Conclusions: This project seeks a deeper understanding of how Less-is-more and smarter-medicine strategies are perceived by patients and health care providers in their daily lives in a very specific context. It will reveal some of the hindrances to and facilitators for efficient cultural change toward a more sustainable health care system. The results will be useful to optimize and scale up further Choosing Wisely approaches.

International Registered Report Identifier (IRRID): DERR1-10.2196/13896

JMIR Res Protoc 2019;8(7):e13896

doi:10.2196/13896

Keywords



There is growing awareness that the world’s ever-increasing health care expenditure and lack of global health care coverage will require a more sustainable use of available resources. With this in mind, Choosing Wisely strategies have been developed to promote a cultural shift in medical mindsets, mainly by societies of medical specialists. To date, little is known about the implementation and impact of these strategies [1,2]; however, there is nevertheless rising pressure to impose more sustainable health care strategies, including specific restrictions, coming from political and health insurance lobbies [3].

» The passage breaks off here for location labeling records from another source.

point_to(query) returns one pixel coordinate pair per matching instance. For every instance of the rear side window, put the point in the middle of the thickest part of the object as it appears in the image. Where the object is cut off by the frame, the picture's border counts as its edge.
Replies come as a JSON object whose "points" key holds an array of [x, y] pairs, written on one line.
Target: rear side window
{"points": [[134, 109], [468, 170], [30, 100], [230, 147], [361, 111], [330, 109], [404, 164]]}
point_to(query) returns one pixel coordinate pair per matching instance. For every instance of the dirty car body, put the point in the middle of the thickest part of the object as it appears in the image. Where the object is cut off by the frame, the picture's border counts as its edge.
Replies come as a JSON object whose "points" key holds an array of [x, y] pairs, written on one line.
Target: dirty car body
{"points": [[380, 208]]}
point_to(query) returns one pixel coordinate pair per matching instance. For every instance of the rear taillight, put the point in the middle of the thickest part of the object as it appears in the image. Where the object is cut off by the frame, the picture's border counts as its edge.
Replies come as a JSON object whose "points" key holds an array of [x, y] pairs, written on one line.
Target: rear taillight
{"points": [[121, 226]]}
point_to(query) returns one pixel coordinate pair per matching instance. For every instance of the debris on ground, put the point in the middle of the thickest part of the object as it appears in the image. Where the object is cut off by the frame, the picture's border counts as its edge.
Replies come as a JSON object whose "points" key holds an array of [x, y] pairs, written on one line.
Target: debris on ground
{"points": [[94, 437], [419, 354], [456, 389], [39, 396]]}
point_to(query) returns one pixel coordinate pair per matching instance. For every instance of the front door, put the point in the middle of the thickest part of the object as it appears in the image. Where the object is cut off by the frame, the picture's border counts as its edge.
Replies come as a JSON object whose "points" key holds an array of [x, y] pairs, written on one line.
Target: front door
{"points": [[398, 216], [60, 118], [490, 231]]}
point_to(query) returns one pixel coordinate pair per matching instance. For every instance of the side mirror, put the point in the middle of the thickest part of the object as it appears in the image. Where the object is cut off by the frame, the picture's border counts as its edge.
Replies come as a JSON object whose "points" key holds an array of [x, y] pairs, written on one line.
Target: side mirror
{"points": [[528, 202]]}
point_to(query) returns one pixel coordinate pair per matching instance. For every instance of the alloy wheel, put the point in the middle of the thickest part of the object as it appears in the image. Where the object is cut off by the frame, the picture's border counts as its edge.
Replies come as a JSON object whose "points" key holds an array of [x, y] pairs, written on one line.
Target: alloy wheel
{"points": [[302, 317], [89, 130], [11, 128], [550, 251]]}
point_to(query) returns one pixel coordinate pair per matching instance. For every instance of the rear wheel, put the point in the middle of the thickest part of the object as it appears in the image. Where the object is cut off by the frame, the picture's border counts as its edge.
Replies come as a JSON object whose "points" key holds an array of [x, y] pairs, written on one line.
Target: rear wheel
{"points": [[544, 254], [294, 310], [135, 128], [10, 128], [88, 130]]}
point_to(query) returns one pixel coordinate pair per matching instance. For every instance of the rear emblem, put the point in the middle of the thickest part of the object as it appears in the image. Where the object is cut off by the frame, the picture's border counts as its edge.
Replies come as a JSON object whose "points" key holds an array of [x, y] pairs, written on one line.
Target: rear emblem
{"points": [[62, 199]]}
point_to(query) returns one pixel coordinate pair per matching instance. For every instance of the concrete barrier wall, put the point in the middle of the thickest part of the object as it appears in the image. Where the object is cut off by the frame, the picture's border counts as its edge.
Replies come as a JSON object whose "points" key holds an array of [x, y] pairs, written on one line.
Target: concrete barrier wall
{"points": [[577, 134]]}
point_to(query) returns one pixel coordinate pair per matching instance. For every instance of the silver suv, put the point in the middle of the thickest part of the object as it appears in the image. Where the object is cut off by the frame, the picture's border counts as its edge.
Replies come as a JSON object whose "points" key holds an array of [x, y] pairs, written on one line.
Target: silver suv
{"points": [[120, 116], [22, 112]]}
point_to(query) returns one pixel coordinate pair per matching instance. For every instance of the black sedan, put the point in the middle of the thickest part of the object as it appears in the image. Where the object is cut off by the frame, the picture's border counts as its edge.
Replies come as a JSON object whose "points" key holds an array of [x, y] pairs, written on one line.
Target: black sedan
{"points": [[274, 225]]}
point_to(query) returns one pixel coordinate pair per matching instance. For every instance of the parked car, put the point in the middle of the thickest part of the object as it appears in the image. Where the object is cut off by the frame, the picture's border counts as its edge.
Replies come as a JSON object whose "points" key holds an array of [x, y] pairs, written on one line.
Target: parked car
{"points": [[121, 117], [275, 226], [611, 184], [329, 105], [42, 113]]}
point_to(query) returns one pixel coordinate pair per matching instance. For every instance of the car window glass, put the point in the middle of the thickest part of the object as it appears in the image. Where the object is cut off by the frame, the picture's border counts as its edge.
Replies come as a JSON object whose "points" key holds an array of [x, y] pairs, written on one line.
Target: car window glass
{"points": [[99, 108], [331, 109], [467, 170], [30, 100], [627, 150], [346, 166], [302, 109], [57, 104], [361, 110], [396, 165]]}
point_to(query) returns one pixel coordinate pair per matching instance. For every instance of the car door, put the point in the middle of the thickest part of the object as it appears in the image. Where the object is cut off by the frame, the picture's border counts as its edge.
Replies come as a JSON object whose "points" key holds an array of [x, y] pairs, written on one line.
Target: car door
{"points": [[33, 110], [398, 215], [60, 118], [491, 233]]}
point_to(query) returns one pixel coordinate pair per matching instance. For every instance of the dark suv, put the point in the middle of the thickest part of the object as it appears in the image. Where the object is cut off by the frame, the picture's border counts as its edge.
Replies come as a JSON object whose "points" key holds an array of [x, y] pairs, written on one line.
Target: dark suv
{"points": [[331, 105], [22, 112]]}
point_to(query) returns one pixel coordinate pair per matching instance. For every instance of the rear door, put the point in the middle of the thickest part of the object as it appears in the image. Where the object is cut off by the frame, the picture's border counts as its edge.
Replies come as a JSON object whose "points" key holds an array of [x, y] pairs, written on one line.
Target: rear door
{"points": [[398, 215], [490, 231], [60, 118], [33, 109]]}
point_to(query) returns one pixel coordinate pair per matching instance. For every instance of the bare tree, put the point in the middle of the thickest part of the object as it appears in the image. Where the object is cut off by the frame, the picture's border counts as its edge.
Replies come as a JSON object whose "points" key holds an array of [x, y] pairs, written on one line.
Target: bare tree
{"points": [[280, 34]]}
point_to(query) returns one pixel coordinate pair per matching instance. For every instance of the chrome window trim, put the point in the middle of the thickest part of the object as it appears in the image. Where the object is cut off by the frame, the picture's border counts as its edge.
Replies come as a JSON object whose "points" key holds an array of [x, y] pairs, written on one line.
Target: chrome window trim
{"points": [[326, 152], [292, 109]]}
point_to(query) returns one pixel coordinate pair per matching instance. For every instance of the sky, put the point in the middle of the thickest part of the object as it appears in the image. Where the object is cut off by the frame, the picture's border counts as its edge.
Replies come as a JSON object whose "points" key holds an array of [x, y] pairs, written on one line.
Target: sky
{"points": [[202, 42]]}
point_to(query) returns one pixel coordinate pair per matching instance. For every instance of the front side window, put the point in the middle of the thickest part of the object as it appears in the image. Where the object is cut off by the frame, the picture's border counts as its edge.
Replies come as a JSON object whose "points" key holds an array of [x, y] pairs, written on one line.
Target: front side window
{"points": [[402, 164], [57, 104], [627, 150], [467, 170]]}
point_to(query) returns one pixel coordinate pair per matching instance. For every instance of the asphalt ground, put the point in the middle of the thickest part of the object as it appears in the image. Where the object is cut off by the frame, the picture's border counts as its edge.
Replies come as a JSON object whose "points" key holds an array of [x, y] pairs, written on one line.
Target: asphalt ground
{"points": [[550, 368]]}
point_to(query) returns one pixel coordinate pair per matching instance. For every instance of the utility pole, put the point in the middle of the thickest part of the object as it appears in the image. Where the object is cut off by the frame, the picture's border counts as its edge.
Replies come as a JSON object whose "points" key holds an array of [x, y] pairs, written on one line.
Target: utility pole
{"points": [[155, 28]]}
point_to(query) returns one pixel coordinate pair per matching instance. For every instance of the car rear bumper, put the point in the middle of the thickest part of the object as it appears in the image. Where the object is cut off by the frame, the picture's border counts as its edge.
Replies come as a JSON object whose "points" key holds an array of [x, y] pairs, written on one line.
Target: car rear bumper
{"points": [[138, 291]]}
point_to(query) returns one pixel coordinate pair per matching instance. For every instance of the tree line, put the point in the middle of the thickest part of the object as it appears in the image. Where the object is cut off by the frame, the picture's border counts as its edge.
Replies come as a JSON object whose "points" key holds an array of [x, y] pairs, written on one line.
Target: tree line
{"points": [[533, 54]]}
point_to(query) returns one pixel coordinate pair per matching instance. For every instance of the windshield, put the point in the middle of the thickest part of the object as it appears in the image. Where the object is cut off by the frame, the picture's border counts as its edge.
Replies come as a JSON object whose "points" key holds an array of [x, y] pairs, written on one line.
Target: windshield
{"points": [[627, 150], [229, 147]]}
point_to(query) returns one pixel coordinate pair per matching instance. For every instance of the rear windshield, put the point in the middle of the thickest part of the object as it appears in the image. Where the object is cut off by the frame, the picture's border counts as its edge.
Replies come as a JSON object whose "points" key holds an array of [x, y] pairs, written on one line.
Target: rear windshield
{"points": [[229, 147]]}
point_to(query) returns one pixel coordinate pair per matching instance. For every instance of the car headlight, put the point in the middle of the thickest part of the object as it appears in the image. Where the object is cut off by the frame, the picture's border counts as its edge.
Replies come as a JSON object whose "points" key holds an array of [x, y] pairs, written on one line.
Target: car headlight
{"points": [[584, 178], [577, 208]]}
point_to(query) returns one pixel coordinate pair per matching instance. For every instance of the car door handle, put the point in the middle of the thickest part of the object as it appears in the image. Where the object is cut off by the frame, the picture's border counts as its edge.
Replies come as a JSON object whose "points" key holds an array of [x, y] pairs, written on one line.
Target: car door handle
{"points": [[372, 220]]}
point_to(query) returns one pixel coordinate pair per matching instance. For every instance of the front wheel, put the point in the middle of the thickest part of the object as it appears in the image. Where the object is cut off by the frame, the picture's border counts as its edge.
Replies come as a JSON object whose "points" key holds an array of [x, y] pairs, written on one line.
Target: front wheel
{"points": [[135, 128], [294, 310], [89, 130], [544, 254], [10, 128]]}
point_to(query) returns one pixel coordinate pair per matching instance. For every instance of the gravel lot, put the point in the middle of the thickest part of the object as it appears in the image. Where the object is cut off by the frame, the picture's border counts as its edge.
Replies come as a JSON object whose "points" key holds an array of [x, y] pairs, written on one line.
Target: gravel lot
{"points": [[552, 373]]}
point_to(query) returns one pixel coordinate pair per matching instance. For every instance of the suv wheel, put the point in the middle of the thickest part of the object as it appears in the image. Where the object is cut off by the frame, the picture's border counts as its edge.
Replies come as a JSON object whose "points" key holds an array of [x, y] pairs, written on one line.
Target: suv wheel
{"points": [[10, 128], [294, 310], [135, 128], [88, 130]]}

Choosing Wisely was an initiative of the American Board of Internal Medicine (ABIM), which sought greater dialogue between patients and physicians on avoiding unnecessary medical tests, treatments, and procedures [4,5]. The initiative was sparked by a 2010 Perspective article calling on American medical societies to identify 5 tests or treatments that were overused in their specialty and failed to provide any meaningful benefit to patients [6]. Some estimates have suggested that as much as 30% of all health care spending is wasted [7]. In 2012, the ABIM Foundation and Consumer Reports launched the Choosing Wisely campaign, inspired by the idea that professional societies and health care providers should take the lead in defining and motivating efforts to reduce the use of low-value care [6]. Since its launch, Choosing Wisely has grown rapidly and spread to 20 countries, with over 70 participating medical societies. Multiple national organizations, representing various medical specialties, have identified the tests or procedures that are commonly used in their field but whose necessity is questionable [2].

The latest report from the Organisation for Economic Co-operation and Development showed that the Swiss are among those who spend the most on health care [7]. In 2012, the Swiss Academy of Medical Sciences developed a roadmap on the theme of sustainable medicine [6]. In 2014, The Swiss Society of General Internal Medicine took the lead by introducing a program entitled Smarter Medicine—Choosing Wisely Switzerland [3]. A top-5 list overused in ambulatory general internal medicine was launched, which included a recommendation to avoid or discontinue proton pump inhibitors (PPIs) [3]. To give the Less-is-more Together approach a wider and not only medical audience, Choosing Wisely Switzerland’s leadership was transferred to a broader interprofessional alliance in 2017 [8]. Less-is-more is described as an invitation to recognize the potential risks of overuse of medical care that may result in harm rather than in better health [9]. Its ambition remains to move from a concept of maximum medicine to one of optimal medicine by relying on research and teaching grounded in evidence-based medicine. Faced with this context, the Valais Medical Society and the Valais Pharmacy Association launched a joint study to evaluate the extent to which interprofessional collaboration could affect the implementation of a smarter-medicine guideline in an outpatient setting under real-life conditions. The study focused on optimizing PPI use within the framework of the Smarter Medicine—Choosing Wisely Switzerland program [8].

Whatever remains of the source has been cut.